Il a été suspendu hier, suite à sa réaction devant le verdict de l’EHRC (Commission Égalités et Droits Humains), selon lequel le Labour a enfreint la loi par sa manière de traiter les plaintes pour antisémitismes au cours de la période où M. Corbyn était à sa tête.

Personne, dans la perfide presse britannique, n’a osé dire en clair ce que signifie cette suspension, à savoir que l’ex-leader du Parti travailliste –quelqu’un qui était candidat au poste de Premier ministre en décembre dernier – n’est pas autorisé à exprimer des opinions personnelles. Tout ce qu’il a le droit de faire, c’est suivre le scénario. Il s’avère ainsi clairement que ce ne sont pas juste les masses qui sont soumises au terrorisme du politiquement correct, mais que le Parti Travailliste lui-même et sa direction sont frappés des proscriptions les plus autoritaires. Il leur est enjoint de se conformer à un scénario. La seule question restée sans réponse, est : qui écrit le scénario et qui le traduit en anglais ?

Mais l’absurdité va encore bien plus loin, car…  la commission EHRC a été créée par le gouvernement travailliste en 2007. Sa tâche non officielle était de s’attaquer au racisme de droite en taillant des croupières au Front National Britannique. Dès sa création, l’EHRC a donc été vouée au rôle de police de la pensée et de l’expression. À considérer les dégâts que Corbyn et le Labour se sont infligés à eux-mêmes, on peut dire qu’ils récoltent ce qu’ils ont semé. Le Labour a été défait par la machine dictatoriale qu’il avait inventée pour museler ses ennemis politiques

On ne sait pas encore qui va gagner l’élection présidentielle US. Mais même si c’est Biden qui la remporte, il est impossible de nier le fait qu’un électeur américain sur deux croit que Trump vaut mieux que lui pour diriger le pays. C’est exactement pareil en Grande Bretagne : même si le Labour avait gagné les dernières élections, un Britannique sur deux croit qu’i !l faut le Brexit pour avancer.

Je crois que s’il reste quelque chose de l’esprit athénien et de l’éthos chrétien dont l’Occident a reçu une précieuse civilisation digne d’inspirer les autres, c’est que nous devons « aimer notre prochain ». En 2020, aimer son prochain signifie être d’accord avec lui pour n’être pas d’accord, c’est voir un humain et toute l’humanité dans chacun de nous. Aimer son prochain, c’est rechercher ce qui nous unit et qui nous oppose fermement à ceux qui veulent nous atomiser en autant de segments biologiques identitaires, séparés par le genre, la couleur de la peau, l’orientation sexuelle, etc. Aimer son prochain, en 2020,  c’est rechercher l’harmonie.

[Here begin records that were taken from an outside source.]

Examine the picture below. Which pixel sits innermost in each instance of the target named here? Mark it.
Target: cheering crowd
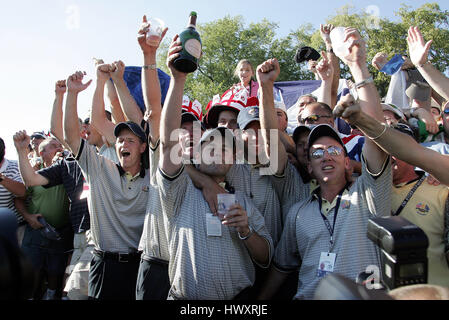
(126, 205)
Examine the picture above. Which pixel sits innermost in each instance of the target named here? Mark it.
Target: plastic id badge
(394, 65)
(326, 264)
(213, 225)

La « Gauche », dans sa forme autoritaire actuelle ne peut pas nous conduire vers ce but. C’est une zone occupée. La Gauche a besoin d’une remise à zéro, d’un retour aux sources. Elle a besoin de plonger dans ses origines métaphysiques : dans cet instinct unificateur qui est universel aussi. Corbyn a été une star quand les gens croyaient qu’il se préoccupait véritablement de « tous » et non de « quelques-uns ». Il s’est évaporé, en tant que puissance politique, quand « tous » ont compris que lui et son parti étaient les marionnettes de quelques-uns.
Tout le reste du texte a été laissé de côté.